20th April - Security
Lately, I have been reading about securing a web application. I started by getting familiar with PII (Personal Identification Information) and the implications if this data is exposed to the public. The biggest concern we developers and companies have is how do they protect the client’s data. From the top of my head, I remember a few answers for example
1- Encrypt the data
-Minimize its use
3-Restrict its use specific users
4- Evaluate reasons for its use
There are other ways we can protect our client’s data.

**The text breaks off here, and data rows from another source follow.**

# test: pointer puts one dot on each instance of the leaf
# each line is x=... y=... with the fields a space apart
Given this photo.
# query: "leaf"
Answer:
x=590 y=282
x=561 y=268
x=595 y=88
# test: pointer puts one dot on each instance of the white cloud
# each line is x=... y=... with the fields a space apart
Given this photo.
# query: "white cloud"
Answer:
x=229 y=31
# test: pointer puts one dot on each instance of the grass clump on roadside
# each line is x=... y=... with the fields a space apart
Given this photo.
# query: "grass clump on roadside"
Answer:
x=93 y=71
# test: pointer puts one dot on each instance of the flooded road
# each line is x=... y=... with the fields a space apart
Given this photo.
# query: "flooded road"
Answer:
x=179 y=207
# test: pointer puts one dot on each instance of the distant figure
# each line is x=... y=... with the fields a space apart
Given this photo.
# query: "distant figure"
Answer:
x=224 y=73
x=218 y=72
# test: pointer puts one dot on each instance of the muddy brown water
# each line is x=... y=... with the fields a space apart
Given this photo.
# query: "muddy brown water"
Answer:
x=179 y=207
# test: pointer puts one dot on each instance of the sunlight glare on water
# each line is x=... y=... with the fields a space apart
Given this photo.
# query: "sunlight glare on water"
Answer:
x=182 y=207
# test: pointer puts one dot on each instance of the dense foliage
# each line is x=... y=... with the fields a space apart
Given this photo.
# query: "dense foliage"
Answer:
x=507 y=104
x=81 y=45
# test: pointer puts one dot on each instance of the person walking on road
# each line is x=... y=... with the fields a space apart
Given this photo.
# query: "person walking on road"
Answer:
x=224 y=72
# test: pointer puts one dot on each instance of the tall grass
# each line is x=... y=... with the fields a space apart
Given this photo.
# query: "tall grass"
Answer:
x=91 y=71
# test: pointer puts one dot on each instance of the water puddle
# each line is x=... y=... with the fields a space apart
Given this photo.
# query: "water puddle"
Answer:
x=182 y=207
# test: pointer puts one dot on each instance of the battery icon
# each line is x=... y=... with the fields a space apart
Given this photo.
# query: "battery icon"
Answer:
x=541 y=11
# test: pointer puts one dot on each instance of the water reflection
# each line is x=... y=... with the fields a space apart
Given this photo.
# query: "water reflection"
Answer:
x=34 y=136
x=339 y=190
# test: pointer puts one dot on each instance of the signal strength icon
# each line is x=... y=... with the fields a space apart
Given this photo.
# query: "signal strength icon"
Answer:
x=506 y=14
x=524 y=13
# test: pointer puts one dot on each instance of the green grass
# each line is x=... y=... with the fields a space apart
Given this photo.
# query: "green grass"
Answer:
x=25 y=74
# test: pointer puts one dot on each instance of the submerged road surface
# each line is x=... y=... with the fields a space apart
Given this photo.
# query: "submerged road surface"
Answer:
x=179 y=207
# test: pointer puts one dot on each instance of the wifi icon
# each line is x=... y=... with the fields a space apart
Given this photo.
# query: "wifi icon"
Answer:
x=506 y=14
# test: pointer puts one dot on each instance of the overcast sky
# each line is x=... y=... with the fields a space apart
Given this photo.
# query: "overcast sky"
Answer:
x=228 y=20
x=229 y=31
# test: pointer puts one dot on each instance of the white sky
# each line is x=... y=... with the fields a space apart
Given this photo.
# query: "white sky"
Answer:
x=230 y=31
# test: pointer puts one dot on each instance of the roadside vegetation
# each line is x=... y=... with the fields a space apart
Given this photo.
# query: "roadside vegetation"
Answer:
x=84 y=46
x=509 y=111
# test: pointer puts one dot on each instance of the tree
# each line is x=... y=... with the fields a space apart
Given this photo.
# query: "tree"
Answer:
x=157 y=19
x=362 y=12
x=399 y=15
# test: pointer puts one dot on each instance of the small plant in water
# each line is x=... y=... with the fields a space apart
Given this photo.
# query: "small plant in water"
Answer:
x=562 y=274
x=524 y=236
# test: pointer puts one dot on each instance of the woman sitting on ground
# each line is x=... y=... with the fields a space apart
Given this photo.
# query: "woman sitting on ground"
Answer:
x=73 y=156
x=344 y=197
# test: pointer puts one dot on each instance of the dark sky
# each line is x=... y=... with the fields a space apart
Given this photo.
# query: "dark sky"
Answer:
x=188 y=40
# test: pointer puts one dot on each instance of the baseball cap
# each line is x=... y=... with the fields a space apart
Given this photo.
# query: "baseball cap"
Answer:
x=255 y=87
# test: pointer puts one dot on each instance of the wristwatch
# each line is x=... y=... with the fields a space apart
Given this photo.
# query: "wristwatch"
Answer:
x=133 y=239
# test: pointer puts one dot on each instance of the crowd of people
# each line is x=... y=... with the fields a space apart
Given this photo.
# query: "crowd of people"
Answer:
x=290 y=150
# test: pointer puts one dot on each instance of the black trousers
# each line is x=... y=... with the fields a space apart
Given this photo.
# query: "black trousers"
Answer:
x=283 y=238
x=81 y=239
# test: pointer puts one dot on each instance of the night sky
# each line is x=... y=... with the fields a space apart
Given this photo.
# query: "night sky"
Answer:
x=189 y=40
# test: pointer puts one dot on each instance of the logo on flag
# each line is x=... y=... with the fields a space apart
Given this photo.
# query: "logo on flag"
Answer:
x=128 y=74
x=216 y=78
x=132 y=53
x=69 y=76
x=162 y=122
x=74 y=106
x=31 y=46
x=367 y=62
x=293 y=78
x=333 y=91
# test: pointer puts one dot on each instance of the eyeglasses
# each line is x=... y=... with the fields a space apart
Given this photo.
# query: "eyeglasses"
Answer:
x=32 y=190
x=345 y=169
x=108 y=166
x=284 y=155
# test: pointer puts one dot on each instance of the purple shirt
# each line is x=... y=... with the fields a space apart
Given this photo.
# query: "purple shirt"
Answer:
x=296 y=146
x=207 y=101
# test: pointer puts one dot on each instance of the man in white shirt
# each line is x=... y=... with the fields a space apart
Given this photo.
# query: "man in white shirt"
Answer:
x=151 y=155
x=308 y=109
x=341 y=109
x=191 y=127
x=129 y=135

Security by obscurity vs security by design
Security by obscurity relies on keeping the internal implementations a secret. In other words, our application is secure as long as the developers and other stakeholders using the projects keep the security mechanism a secret. for example, clicking on certain interfaces several times to login in as admin. However much this concept is used, it is risky and it’s advised against
Security by design
This concerns adopting proven security standards in the application from the start.
Data Security
data is always in 3 phases, REST, TRANSIT, and USE
data at rest refers to the storage of data. data can be stored on the network, devices, and databases.this data can be secured in many ways, for example, encryption, full disk encryption, not storing it on the network if its sensitive, Network control(use of firewalls)
data in transit refers to moving data. this data is highly vulnerable. A few ways of securing it include using HTTPS, Encryption, not transferring it over the network.
data in use. limit the duration of exposure, use security-focused libraries or functions.
Shifting left.
This in simple terms refers to introducing security in the initial stages of the project to prevent defects. This also introduces TDD and BDD.
Security is a crucial part of development, we can rely on the tools out there to help enforce it but we also have to be vigilant in code review sessions, monitoring and updating packages being used, ensuring TDD.